Para un veganismo en la coyuntura
Mencionábamos que la urgencia de la crisis ha alterado nuestra relación con los tiempos políticos. Nos enfrentamos a una encrucijada tan irresoluble como ineludible entre, por un lado, la necesidad de saltar por encima del gradualismo político más moroso; por otro, la exigencia de conocer y gobernar la dureza del gradualismo técnico; y, finalmente, la inevitabilidad de producir estrategias adaptadas a nuestra debilidad coyuntural y a la lentitud que ella impone. Efectivamente, tan irresoluble como ineludible. Por supuesto, aspiramos al veganismo global como objetivo; por supuesto, necesitamos una táctica con la que empezar a ganar posiciones prontamente sobre el estado real de las cosas, que permita que ese objetivo sea algo más que una ensoñación. Para ello, podemos imaginar ciertas iniciativas por las que batallar dentro del orden actual y que, en algunos casos particulares y con la dosis necesaria de intervención sociopolítica, podría empezar a forzar los límites de dicho orden.

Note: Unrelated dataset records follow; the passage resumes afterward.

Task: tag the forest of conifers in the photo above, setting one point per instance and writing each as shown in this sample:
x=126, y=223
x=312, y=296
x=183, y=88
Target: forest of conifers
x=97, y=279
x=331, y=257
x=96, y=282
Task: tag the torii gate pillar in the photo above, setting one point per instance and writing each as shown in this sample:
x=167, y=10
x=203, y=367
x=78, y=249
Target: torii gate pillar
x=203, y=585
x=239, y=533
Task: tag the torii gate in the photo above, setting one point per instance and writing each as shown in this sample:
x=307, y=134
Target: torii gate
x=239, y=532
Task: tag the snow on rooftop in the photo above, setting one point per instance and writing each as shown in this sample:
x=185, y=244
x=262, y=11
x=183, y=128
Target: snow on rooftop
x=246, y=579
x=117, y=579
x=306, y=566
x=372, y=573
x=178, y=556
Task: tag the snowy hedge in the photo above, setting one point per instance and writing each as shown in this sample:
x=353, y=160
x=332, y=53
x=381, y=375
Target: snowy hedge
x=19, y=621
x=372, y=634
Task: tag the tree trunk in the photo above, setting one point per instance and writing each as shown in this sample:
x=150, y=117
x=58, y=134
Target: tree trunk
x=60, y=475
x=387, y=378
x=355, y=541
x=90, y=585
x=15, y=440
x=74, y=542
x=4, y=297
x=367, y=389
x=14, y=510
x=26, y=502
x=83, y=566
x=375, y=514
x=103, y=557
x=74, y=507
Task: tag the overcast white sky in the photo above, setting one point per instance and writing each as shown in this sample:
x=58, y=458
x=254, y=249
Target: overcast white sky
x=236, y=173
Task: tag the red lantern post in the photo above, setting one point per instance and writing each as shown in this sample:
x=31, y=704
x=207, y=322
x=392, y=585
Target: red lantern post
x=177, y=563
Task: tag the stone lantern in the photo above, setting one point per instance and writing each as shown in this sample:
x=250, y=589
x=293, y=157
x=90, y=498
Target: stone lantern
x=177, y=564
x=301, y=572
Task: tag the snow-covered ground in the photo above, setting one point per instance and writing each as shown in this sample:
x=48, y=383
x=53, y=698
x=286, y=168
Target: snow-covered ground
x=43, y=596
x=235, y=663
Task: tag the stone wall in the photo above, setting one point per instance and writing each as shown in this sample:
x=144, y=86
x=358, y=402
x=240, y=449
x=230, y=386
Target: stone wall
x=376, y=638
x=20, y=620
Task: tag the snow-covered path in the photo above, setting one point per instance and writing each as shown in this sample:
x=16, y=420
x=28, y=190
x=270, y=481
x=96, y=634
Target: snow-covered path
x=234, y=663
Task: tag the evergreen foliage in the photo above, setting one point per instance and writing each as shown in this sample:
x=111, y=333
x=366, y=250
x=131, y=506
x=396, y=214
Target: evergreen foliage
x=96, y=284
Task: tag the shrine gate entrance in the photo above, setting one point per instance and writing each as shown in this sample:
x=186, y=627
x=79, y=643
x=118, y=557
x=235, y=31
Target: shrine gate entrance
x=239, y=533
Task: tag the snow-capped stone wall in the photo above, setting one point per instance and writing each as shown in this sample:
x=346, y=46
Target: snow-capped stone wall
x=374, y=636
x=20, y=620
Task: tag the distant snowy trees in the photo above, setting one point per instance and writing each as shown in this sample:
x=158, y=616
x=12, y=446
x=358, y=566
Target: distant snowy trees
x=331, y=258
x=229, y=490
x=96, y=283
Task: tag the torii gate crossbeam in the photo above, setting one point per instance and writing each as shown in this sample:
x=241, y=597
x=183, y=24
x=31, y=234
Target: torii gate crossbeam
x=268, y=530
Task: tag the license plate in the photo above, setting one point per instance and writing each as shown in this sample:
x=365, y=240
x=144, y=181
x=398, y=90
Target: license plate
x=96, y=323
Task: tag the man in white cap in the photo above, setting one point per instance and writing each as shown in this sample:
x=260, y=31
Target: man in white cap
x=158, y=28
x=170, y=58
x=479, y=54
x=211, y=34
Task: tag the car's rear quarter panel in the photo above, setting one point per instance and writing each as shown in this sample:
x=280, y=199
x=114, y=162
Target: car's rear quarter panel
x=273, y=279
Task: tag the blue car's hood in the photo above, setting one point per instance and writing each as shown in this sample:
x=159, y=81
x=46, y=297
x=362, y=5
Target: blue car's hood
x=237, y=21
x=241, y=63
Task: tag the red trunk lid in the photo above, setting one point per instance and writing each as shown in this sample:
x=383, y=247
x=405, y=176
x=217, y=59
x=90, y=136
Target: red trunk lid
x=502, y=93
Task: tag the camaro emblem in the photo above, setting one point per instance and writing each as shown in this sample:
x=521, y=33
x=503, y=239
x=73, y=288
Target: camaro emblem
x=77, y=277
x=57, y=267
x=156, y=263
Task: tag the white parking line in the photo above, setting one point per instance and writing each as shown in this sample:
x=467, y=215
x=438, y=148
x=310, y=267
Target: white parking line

Por empezar por algunas propuestas no demasiado rompedoras —aunque tengamos claro que cualquier sugerencia en este sentido va a ser recibida con una hostilidad desquiciada— y por abonar el terreno sobre el que intervenir, es vital contar con información actualizada y equipos de nutricionistas que conozcan estas realidades en centros de salud y educativos. Como cualquier persona vegana seguramente sepa, es agotador enfrentarse al cuestionamiento sobre los supuestos problemas de salud a los que nos estamos arriesgando por parte de profesionales que no han tenido el mínimo interés en informarse sobre la materia o, directamente, no saben siquiera en qué consiste una dieta vegana. Es casi seguro que en las próximas décadas se producirá una transición a algún tipo de alimentación distinto al actual, así que es fundamental que nuestros equipos sanitarios sepan orientarnos y que contemos con nutricionistas expertos en estas transiciones. En términos puramente nutricionales, para la mayoría de la población no debería resultar particularmente complicado llevar una dieta vegana, pero es normal que existan dudas en el caso de gente que padezca alguna enfermedad, gente mayor, personas embarazadas o gente al cuidado de bebés, por poner algún ejemplo, así que la posibilidad de incorporar estas consultas al sector público y que no dependan de la capacidad económica individual, tal y como se reclama para la salud mental, no debería resultar especialmente innovador. Incluso si no se produjera una transición generalizada a dietas veganas parece recomendable contar con información profesional sobre dietas saludables…, ¡y seguramente nos recomendarían a todes que abrazáramos el veganismo!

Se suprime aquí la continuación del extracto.